73. Le problème qui se pose en ce moment-même sur les droits d'utiliser librement, de diffuser, de copier et de modifier, est déjà un problème d'arrière-garde. Le problème actuel est celui de la possibilité (et non seulement du droit) d'éditer. Un travail intellectuel ne saurait qu'être éditable. Le concept d'édition remplace et unifie ceux de lecture et d'écriture.

Petiot : Waouh ! J'aurais bien voulu écrire celle là.

 

74. Personne ne sait très bien aujourd'hui ce qu'est un art libre. C'est une idée neuve, jamais évoquée avant. On a revendiqué un art révolutionnaire, un art engagé, un art pour l'art, un art pour tous et par tous, un art indépendant, un art populaire, un art démocratique, on n'avait jamais sérieusement pensé qu'un art pût être libre, ni comment.

Petiot : Espièglement, je ne peux que remarquer qu'en un sens inattendu — mais l'Histoire l'est souvent — nous sommes quand même sur les traces de l'I.S. Mais qui aurait pu penser que la suite du mouvement « ouvrier » passait par les mathématiques et l'informatique si honnies des situs et des écolos paresseux ?

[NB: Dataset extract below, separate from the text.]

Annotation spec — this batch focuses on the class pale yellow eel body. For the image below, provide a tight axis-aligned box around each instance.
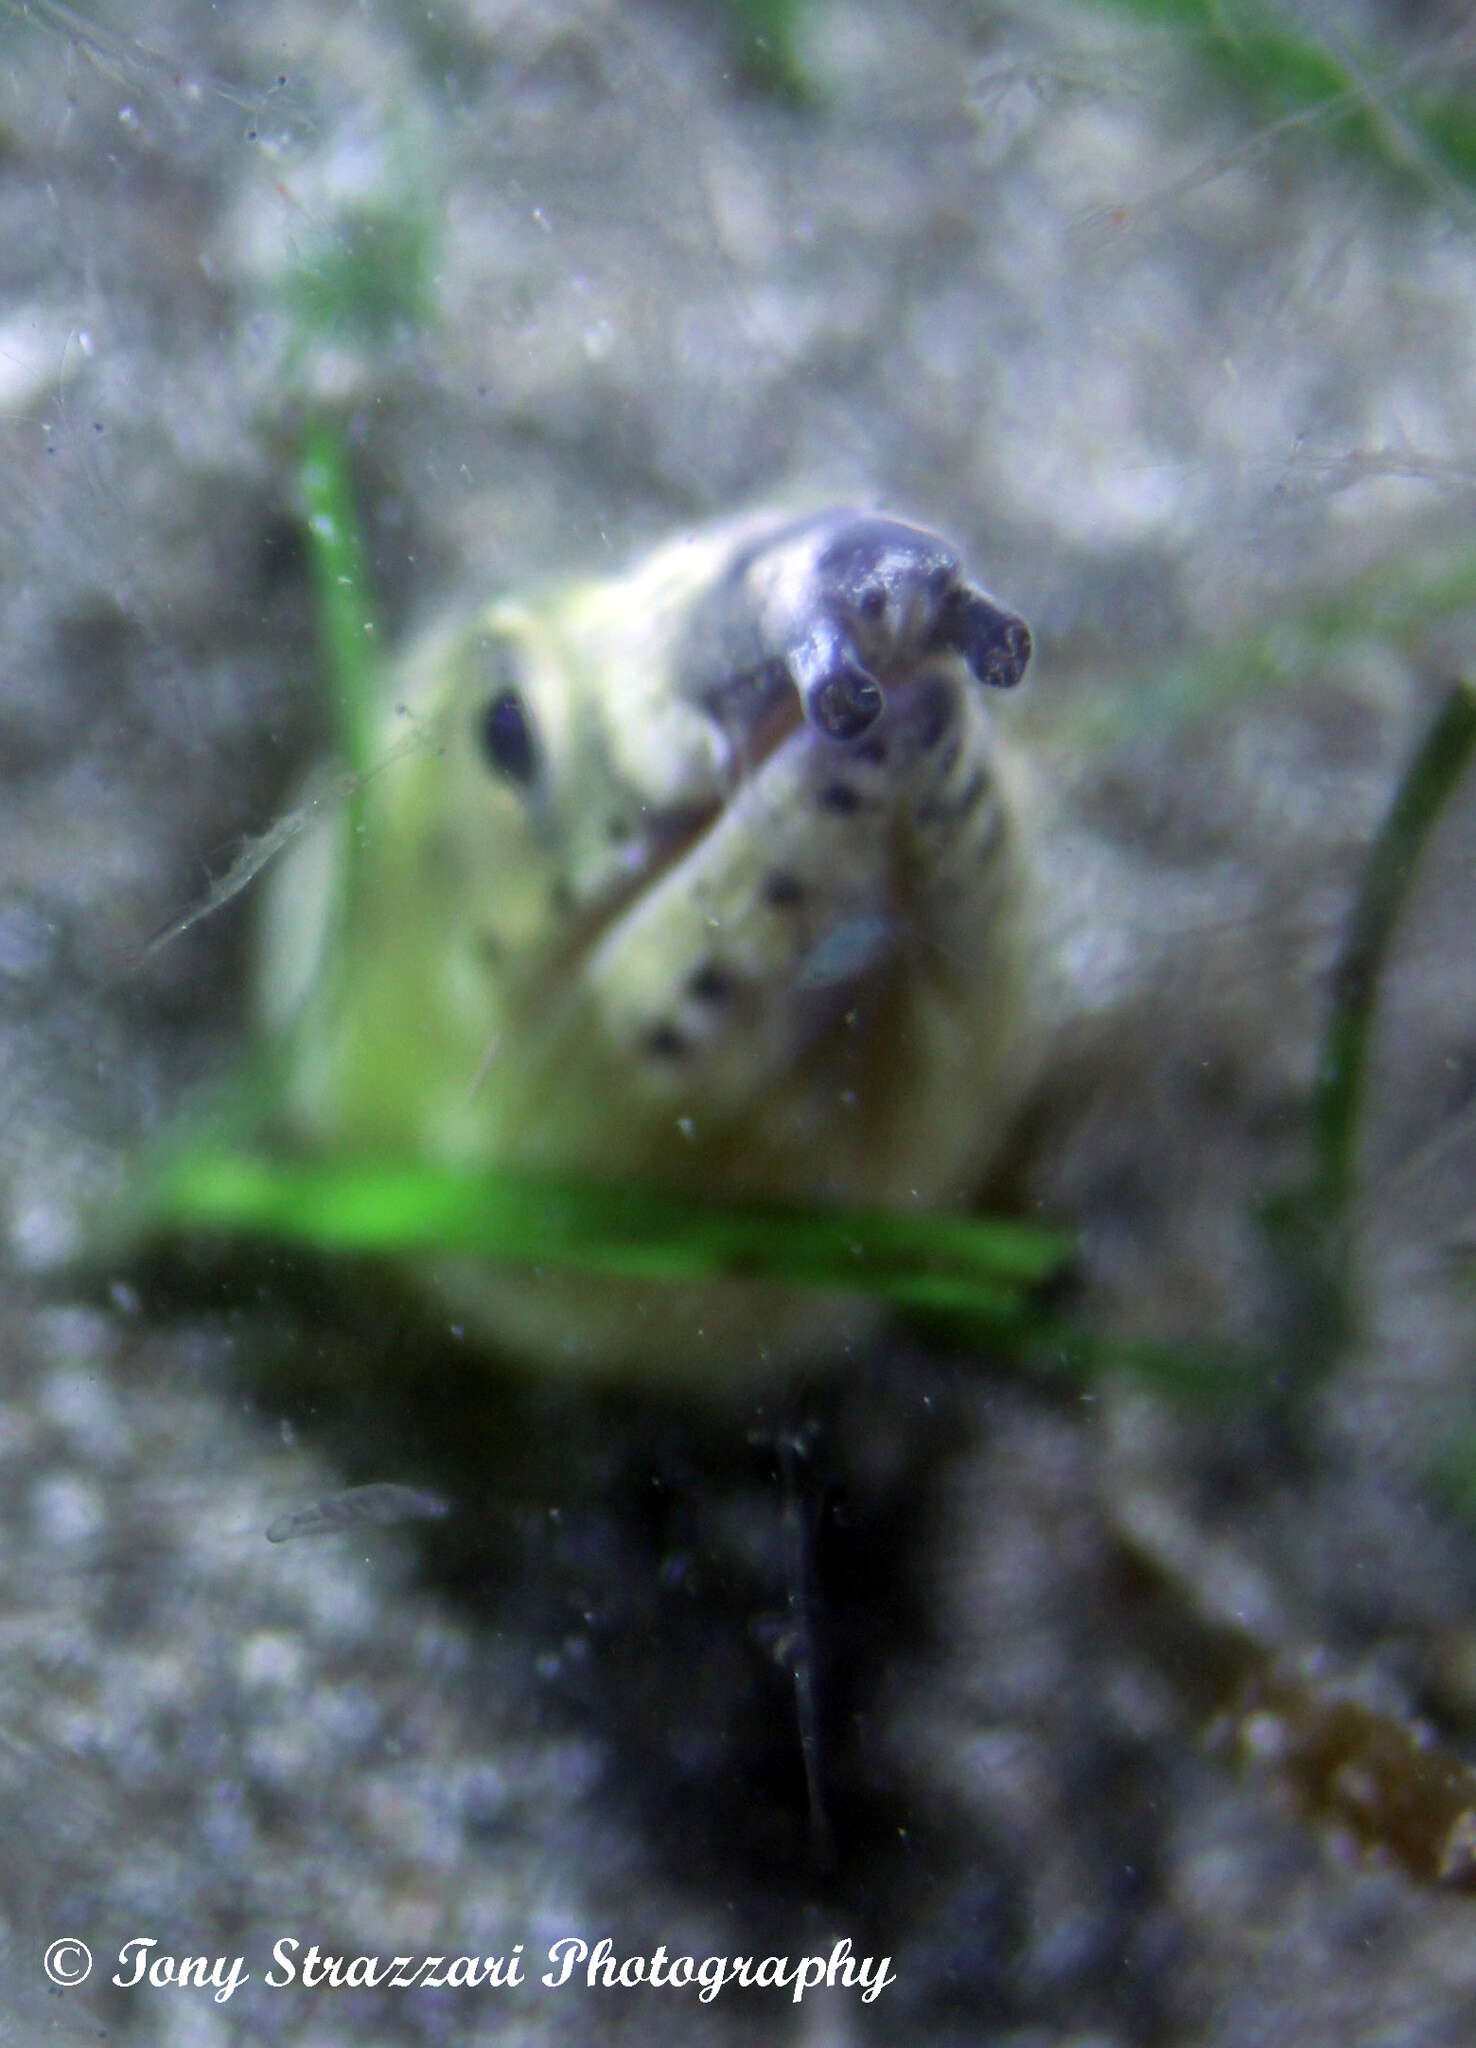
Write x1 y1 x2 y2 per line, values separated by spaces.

Moi : Cela tient à une conception de la lutte de classes qui oublie que le mouvement ouvrier est, justement, ouvrier, et qu'il y a un rapport entre celui-ci, la technique et la recherche scientifique. Achimède et Spartacus sont complémentaires, sinon impuissants. Cf : La Gauche et la technique, P. Petiot ;-)

 

75. En partie, l'art libre s'inscrit dans le prolongement de la modernité du vingtième siècle et n'y apporte visiblement rien de neuf, en partie, il calque son principe sur ceux de la distribution des logiciels libres. Il y a donc un rapport, jusqu'alors impensé, entre libre et lisible. Reste à mieux penser ce que serait cette lisibilité pour l'art.